During a recent email conversation with Damien Mulley on the risks posed to dial up users I also discussed with him how the rapid advancement of technology is making older technology more dangerous. The following is a summation of that conversation and hopefully it will provide you with some food for thought.
Despite the media splashes regarding the latest and greatest operating systems, database platforms and applications many companies are at risk from technology that has been around for many years. This is due to the fact that most large companies still rely on old technology, such as Digital VAX servers, to run proprietary business critical systems. Some of these systems have been in place since the 90s or indeed the 80s (I know I could have said the last century but that makes ME feel too old). The number of people with skills in those areas is rapidly dwindling as they retire or indeed die. On top of that, some of these companies, for example Digital, no longer exist so their operating system and software are not being developed, maintained and patched as regularly as more modern systems leaving these older platforms more vulnerable.
To compound the issue, many of these old proprietary systems were initially designed and set up when the Web was still a glimmer in Tim Berners-Lee eye. These systems which were designed to be not connected to any external networks were by default that bit more secure as the only people who could connect to them could only be connected to the company’s own internal network via expensive terminals. In addition, these systems kept all the data centrally and not distributed on desktops in spreadsheets or personal databases. But now with the demand for networks and connectivity they are invariably connected to the Internet in some manner with their data scattered to every device on the network and face the threats and dangers that brings.
Obsolete hardware also places these older systems at risk. Some critical business systems may be running on equipment that spare parts are becoming increasingly hard to find, resulting in prolonged outages while parts are sourced and/or people with the skills to repair the machines are found.

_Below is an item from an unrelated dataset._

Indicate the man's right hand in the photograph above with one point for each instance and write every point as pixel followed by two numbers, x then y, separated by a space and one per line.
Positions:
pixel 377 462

Software manufacturers also continue to rapidly release new versions of their software which can unwittingly force companies into using obsolete, unsupported and as a result insecure systems. A company that has proprietary in-house systems with a database platform at its core may not be able to fully test the latest release of the database software in time to ensure that it does not break their application or any other dependent systems. IT managers will focus on keeping the system running rather than taking it down to apply a patch.
Any issues identified in testing the new release of the database software could force the application to be rewritten which again has to be fully tested. Depending on the organisation, the skills and resources available and the availability of test systems, this whole cycle can take quite a long time to complete. I know of companies whose core systems are running on operating systems or database platforms (or indeed both) that are no longer supported by the vendors. The result is that key systems that are being used in banking environments, financial companies, hospitals or systems managing critical infrastructure are potentially at risk of being more easily compromised because they are running on outdated and as a result unpatched systems. I know of at least one financial company that is running a critical system on Windows NT Server 4.0.
Of course the counter argument to the above is that new technology is also making things less secure. Everything is now coming with bluetooth/wi-fi enabled so you can connect to anything, anyone anywhere. But of course anything, anyone can connect to you. Web 2.0 is advancing at a rate of knots with new systems and ways of sharing information exploding around us. Social networks, Google Docs, etc. are enable easier sharing of information but how secure are these? We may be running Web 2.0 at the moment but unfortunately we are still at Security 1.0 – if even that.
However, no matter what vintage your systems are you still need to ensure that they are available and secure. Our role as information security professionals is not to deploy and use the latest and greatest technology, but to ensure that the business can continue to function in a secure and safe manner. So to counter the above;
- Ensure you do a thorough risk assessment and identify the main risks facing those archaic systems.
- Identify ways you can control those risks such as segmenting your network, controlling traffic to these systems from specific workstations or blocking unwanted traffic using firewalls.
- Present your findings to the business highlighting the risks, what is currently in place and what needs to be put in place.
- Get the business to sign off and accept the risks based on the controls you are able to get in place.
- Ensure you have updated your business continuity plan to factor in how to recover older systems should they fail.
- Ensure you update you incident response plan in the event those systems are breached.